Kyoto's revered reputation as the living embodiment of traditional, sacred Japan is rarely challenged at home or abroad. Its spiritual appeal is self-defining. But, like Osaka or Yokohama, a lot of Kyoto's environment can be messy and confusing. Even without the new generation of tall buildings ushered in by the development of the station, there's plenty of poorly built low-rise concrete drek and, as with any Japanese city, infrastructural ‘upgrades' have been clumsy and unsightly. The streets follow the ancient plan, but few of them are quaint. The temple and palaces survive because they are secured behind high walls or way out on the fringes of the grid, protected by woods, surrounded by pine trees, gravel gardens or stones that have ‘souls' and monks who preserve the aesthetic of ceremonial ritual. On the east side, the Gion district has the only collection of wholly wooden streets, and in the middle of the day authentic (if garish-looking) geisha hobble between the tea houses on clacking wooden sandals. But even here the streets are draped with thick and ugly electric wiring (as they are in Molivos), the antique sewerage system often fails, and the roar of fuming traffic is never far away.
Kyoto is no longer what we might want it to be, if it ever was. Like every other city, it depends for its survival on civilisation's dangerous energy solution. So does Chester; a quarter of Britain's electricity also comes from nuclear power. Greece is still burning imported coal.
Nuclear power, devised in the 1950s when modernism was at its most unself-critical, is the ultimate risk strategy, the evolutionary end-point for military settlements founded to protect empires great and small.
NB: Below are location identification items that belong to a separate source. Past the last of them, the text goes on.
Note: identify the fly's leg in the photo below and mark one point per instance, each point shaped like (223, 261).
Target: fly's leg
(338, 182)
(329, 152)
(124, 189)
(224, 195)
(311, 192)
All three of these towns embody the romantic attachments we have for antiquity, but no matter how well that heritage has weathered and softened, the future sustainability of cities seems to be approaching a murky destiny. Already, Kyoto and Chester have their own nuclear hinterlands, and if the pragmatic acceptance of nuclear power continues to expand, it seems likely that one day so will dear little Molivos.